Unstoppable also sets the stakes of the movie in truly clear ways. It states, if a small thing were to go wrong with the speed or proximity of the train, a bus full of kids will die, or, the two main heroes will die. If a major thing were to go wrong with the derailment, hundreds of thousands of people in a city will die in a terrible fiery explosion. It grips the audience in the highest heights of all action stakes. At every tension level, there is a dire conflict, scaling from the personal to the municipal.

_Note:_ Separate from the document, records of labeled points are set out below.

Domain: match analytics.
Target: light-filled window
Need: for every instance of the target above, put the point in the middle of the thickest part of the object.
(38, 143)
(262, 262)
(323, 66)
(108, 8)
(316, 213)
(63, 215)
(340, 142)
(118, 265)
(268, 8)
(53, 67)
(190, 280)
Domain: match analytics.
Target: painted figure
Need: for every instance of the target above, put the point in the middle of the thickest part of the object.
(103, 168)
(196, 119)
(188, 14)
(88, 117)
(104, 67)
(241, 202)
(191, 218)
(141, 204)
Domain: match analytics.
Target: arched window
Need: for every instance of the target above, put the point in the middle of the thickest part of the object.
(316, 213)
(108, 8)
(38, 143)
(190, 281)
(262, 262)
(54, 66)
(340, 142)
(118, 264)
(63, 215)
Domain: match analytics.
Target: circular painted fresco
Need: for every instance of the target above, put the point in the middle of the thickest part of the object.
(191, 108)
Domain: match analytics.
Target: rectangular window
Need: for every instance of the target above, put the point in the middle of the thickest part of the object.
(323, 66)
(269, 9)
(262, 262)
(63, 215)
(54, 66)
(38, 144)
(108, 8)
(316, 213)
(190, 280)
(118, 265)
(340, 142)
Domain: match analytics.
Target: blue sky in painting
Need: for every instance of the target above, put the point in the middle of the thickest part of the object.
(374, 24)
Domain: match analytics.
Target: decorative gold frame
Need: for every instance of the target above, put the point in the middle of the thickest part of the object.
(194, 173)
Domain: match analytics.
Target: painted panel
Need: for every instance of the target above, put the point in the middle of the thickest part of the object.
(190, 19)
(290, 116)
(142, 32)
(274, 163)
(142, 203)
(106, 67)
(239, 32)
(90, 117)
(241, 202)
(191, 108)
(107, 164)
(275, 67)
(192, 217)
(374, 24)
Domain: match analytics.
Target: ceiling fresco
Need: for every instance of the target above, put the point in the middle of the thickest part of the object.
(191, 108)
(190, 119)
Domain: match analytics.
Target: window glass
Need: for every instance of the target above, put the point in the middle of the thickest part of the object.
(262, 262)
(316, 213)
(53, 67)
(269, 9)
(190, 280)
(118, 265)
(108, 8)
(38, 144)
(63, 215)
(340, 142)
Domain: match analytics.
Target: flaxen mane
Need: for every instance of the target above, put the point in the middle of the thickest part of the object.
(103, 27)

Additionally, it skillfully sets up and then pays off several elements of the story. First, it threatens how bad the derailment of Triple Seven could be by showing the derailment of another train. When it comes time to witness the potential city disaster, the audience knows how much worse it could be if the heroes fail. Second, it sets up the action Chris Pine’s character takes in the end of the film as he first has to jump between carts at the rear of the train and nearly falls off. The car second to last is punctured and cereal sprays out into Chris Pine’s face, knocking him off and severely injuring his foot in the process. This sequence is called the Grain Storm.
Later, at the very end, he has to jump off the pickup truck onto the cabin to take control of the train. The audience knows there is a real danger to that action because they saw what happened to him earlier. They worry that he might not make it this time and are elated when he just barely catches the door handle. The tension is layered early and spent later to the satisfaction of the spectators.
Tony Scott’s final film is a masterclass of filmmaking. Critics and viewers could argue, however, that Unstoppable traces the by-the-numbers formula too closely. The fact that it is the best of its class still means that it follows the parameters of a tried-and-true category, a well-trod path. This might decrease repeat viewings for the audience. Since everyone has seen an action movie before, watching this one is not too different. It only excels by taking the familiar concepts and tropes of the action genre and exerting them to their maximum tension and representation. Like stretching an elastic to its near breaking point. That is what Unstoppable does for action movies.